Допустим, что жюри удачней справилось бы со своей задачей, чем публика. Плохо то, что премия, им присуждаемая, была бы каким-то дипломом. При нашей же системе было довольно ясно подчеркнуто, что это простое – и как верно сказал В.Ф. Ходасевич – «из случайных случайное» поощрение.

Еще несколько слов в оправдание нашей «конституции». Полезно иногда узнать, что думает публика, толпа, читатели, что им нравится. Возможность перехода от монолога к диалогу для писателя соблазнительна. А ведь голосование есть своего рода ответ читателей на то, что большей частью они принимают молча. Перечесть присланные стихи, сопоставить цифры голосов — дело крайне интересное. Меня лично удивило, что стихотворение «Любовь» оказалось первым. Мне стихотворение нравится, но оно витиевато и, мне казалось, это расхолодит читателей. Оно довольно неряшливо по форме – у нас это все еще считается признаком передового, «левого» искусства. По общему уровню присланных стихов, мне думалось, что нашего читателя тянет скорее к Ратгаузу, чем «влево», к Пастернаку. Оказалось, нет. Легко понять, впрочем, что множеству людей лестно и приятно одобрить нечто «передовое», — почувствовать себя знатоком среди непосвященных, громко воскликнуть: «Я, господа, за новое, за юное, я за будущее!» Таким людям Пастернак принципиально приятнее Ратгауза – вне и помимо всяких оценок. Требуется большое мужество, чтобы пред будущим или мнимо-будущим не заискивать. Это, кстати, вечная причина того, что весь толкущийся вокруг искусства сброд всегда повально клонится «влево».

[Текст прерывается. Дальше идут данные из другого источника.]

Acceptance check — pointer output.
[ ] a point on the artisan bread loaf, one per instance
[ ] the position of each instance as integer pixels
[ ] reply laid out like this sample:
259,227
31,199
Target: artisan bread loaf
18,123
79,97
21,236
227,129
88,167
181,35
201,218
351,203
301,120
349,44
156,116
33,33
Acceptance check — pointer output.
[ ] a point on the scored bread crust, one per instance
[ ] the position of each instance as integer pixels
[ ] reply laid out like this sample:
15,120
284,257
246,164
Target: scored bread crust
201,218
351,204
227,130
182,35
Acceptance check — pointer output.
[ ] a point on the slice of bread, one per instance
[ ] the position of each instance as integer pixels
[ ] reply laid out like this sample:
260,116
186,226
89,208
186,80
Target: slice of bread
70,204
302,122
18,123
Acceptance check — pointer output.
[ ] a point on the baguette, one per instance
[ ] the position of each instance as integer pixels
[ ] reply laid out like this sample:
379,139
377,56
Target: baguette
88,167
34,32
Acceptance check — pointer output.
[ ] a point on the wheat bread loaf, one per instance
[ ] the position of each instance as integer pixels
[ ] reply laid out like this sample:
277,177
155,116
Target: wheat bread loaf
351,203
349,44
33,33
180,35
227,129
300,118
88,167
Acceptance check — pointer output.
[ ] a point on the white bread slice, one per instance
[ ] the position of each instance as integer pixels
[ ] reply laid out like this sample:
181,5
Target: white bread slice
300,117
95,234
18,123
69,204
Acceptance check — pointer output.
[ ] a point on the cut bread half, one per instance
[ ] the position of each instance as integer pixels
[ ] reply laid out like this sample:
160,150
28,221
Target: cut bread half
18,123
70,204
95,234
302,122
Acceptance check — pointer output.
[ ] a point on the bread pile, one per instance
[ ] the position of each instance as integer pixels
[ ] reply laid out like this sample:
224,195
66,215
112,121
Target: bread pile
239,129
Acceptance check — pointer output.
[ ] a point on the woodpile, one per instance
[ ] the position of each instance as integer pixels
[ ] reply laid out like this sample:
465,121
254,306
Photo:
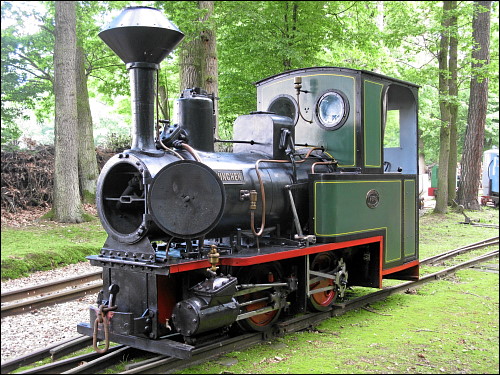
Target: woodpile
28,176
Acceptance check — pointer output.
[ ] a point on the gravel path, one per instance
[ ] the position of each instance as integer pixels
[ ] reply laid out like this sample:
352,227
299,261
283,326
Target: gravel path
25,333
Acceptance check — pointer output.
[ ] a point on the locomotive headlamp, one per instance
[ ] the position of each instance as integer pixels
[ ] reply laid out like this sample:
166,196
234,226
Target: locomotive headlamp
332,110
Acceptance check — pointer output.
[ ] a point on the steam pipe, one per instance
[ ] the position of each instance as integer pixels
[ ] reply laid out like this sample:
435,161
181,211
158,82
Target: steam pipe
142,87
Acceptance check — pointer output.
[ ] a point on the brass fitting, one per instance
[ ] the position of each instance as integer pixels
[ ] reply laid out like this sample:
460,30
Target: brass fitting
253,199
213,258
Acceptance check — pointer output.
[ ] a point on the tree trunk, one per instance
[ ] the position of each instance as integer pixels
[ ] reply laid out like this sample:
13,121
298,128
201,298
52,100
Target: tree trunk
453,105
189,64
87,161
209,62
67,206
478,101
444,133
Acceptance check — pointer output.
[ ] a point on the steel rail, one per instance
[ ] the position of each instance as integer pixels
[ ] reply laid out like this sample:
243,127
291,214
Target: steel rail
29,292
31,304
40,354
309,320
70,364
460,250
201,354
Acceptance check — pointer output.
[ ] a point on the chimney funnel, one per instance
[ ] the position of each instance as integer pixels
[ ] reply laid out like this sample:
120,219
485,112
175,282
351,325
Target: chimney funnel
142,37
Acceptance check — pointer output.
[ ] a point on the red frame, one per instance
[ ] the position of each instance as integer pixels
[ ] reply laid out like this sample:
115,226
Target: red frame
287,254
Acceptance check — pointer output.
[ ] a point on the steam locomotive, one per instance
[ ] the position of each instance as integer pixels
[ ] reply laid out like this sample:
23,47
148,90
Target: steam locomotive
203,243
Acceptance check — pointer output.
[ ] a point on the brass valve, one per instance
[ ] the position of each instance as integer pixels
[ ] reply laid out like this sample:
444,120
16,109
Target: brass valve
253,199
213,258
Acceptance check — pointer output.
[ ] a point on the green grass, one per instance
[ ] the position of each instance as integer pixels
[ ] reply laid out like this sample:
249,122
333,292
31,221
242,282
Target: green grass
449,326
439,233
48,245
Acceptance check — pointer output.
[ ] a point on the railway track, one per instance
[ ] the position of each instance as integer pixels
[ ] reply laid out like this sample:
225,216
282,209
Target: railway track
27,299
94,362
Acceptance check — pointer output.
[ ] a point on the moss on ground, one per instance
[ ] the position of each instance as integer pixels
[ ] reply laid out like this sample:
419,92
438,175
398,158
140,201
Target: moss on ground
449,326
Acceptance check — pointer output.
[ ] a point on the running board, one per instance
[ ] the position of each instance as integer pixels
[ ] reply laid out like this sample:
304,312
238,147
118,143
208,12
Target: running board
160,346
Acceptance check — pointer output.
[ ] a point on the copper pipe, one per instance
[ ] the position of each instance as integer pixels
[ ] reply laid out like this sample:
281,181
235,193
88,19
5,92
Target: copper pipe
192,151
322,163
169,149
263,192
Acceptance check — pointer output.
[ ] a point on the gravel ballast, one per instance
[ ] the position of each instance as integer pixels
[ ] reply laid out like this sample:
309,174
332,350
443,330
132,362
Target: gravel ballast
25,333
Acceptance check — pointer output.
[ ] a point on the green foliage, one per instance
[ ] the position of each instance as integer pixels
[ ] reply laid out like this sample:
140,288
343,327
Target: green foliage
255,39
118,142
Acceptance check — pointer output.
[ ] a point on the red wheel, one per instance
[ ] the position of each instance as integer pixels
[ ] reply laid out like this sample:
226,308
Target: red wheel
321,301
259,274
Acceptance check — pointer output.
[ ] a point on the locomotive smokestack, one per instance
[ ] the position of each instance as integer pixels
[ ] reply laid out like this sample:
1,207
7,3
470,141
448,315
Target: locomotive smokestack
142,37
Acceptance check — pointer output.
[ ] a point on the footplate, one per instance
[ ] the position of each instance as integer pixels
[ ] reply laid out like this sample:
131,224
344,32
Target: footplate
161,346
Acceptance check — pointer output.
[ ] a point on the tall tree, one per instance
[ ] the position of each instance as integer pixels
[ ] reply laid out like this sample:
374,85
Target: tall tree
209,60
478,101
67,206
444,106
88,170
453,102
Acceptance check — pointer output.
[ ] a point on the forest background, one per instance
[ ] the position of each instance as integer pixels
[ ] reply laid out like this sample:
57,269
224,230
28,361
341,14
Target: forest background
229,45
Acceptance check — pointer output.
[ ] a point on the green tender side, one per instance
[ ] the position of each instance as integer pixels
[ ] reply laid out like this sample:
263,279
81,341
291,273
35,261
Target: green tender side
372,98
409,218
340,209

В заключение, мне хочется защитить премированную «Любовь» от нападок. Удачным это стихотворение назвать, конечно, нельзя. О пушкинской «проверке воображения рассудком» лучше и не говорить. Формально беда в том, что автор все время развивает метафоры, путь почти всегда гибельный. Можно – хотя и не надо – назвать любовь лоцманом или штормом. Но на этом осторожнее остановиться. Если же развить образ, вывести все вытекающие из него следствия, придать второе значение кораблю, парусам, снастям, морскому туману, соли и др. – получится неизбежно чушь. Мне много пришлось слышать упреков Резникову по поводу того, что в одной из строчек его стихотворений есть лишний слог («По жизни — карте невероятных странствий»). Ошибка ли это слуха или умышленный эффект — не знаю. Но, конечно, это совер­шенный пустяк, и Ходасевич хорошо сделал, что о нем даже и не упомянул. Напомню, что такая строка есть в «Белой стае» Ахматовой.

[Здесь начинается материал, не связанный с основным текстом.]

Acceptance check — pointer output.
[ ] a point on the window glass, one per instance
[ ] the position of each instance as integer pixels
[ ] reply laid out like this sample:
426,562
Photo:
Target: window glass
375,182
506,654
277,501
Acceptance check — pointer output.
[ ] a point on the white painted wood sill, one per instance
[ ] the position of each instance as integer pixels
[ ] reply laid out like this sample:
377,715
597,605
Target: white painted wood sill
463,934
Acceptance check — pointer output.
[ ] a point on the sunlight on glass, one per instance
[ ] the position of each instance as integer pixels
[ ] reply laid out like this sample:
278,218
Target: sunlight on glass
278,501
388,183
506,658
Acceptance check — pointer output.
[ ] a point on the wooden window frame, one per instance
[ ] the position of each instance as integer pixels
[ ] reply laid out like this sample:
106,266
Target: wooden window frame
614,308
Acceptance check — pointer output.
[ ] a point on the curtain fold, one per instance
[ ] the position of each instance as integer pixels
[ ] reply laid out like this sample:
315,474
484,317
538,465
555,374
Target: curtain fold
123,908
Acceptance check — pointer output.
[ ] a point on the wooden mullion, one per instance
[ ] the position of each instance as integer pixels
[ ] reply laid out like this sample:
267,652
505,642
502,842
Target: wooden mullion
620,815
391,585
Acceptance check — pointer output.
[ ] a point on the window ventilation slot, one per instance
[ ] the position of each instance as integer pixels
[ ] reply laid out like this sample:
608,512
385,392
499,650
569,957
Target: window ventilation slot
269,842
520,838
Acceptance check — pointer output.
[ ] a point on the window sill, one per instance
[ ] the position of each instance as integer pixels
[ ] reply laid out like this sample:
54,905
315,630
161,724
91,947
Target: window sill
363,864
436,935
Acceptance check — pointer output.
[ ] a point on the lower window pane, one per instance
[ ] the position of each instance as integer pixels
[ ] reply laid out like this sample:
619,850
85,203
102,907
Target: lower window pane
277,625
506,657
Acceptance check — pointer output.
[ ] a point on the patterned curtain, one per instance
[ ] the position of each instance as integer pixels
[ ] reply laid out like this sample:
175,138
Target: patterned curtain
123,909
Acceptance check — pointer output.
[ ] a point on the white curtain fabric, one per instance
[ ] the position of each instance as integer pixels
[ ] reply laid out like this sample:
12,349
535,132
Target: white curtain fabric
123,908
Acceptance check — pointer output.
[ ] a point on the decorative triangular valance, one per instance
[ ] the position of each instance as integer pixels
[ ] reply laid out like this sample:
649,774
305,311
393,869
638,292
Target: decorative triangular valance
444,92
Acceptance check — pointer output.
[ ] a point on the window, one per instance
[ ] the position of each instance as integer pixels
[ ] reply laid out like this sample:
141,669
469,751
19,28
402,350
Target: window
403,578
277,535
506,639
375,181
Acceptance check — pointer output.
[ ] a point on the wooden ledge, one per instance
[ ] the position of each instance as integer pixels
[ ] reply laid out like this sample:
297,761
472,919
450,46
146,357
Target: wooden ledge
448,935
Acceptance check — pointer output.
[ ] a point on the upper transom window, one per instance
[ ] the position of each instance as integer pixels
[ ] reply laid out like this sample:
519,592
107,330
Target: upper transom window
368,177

В стихотворении Резникова, стилистически слабом и спутанном, есть звуковой задор, сцепление слов, образующих не только пятистопную строку, но порой и подлинный стих. Есть байроновское чувство моря, «плеск непокорных волн», переданный в раскачке ритма. Это может показаться голословным. Но я сейчас не разбираю стихи Резникова, а передаю свое впечатление. И впечатление это подсказывает мне, что суд «публики» оказался не плох.

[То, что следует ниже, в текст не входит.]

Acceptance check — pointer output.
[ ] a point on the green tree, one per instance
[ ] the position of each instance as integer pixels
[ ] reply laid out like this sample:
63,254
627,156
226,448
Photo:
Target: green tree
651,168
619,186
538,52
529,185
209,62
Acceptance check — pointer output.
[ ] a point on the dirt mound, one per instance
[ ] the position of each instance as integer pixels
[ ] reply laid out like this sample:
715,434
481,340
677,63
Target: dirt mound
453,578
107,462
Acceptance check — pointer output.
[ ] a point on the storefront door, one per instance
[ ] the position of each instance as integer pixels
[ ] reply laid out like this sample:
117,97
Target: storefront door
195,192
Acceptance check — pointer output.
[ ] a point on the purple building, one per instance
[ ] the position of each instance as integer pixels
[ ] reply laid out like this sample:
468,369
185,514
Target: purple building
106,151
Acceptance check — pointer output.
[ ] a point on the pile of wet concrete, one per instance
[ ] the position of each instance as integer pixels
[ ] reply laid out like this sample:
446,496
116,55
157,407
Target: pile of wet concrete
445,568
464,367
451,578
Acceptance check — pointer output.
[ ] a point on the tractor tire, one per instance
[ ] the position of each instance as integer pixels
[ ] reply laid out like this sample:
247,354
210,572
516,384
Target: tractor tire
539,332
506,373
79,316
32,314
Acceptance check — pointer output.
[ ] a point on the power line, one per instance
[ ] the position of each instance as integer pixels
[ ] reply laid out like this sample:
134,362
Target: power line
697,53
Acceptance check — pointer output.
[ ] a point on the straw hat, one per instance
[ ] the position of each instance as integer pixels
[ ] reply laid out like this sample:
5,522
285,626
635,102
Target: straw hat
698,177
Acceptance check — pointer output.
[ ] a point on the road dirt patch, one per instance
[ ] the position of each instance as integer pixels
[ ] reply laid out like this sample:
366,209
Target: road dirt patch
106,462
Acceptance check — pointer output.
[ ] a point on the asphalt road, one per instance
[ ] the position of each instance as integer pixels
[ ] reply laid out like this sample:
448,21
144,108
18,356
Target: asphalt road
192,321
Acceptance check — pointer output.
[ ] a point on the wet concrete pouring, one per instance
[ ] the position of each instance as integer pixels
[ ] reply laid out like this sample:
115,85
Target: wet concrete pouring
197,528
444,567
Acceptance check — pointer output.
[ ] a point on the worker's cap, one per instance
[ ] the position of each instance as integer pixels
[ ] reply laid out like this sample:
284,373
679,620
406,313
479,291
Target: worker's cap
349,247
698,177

< «ДЕЛО АРТАМОНОВЫХ» М. ГОРЬКОГО >

Мрачен и тяжел новый роман Максима Горького. Быт в нем грузен, воздух удушлив. К концу ждешь прояснения, просветления, традиционного «примиряющего аккорда». Но аккорда нет. Роман не кончается, а обрывается. И последнее созвучие в нем едва ли не самое дикое, самое нестройное.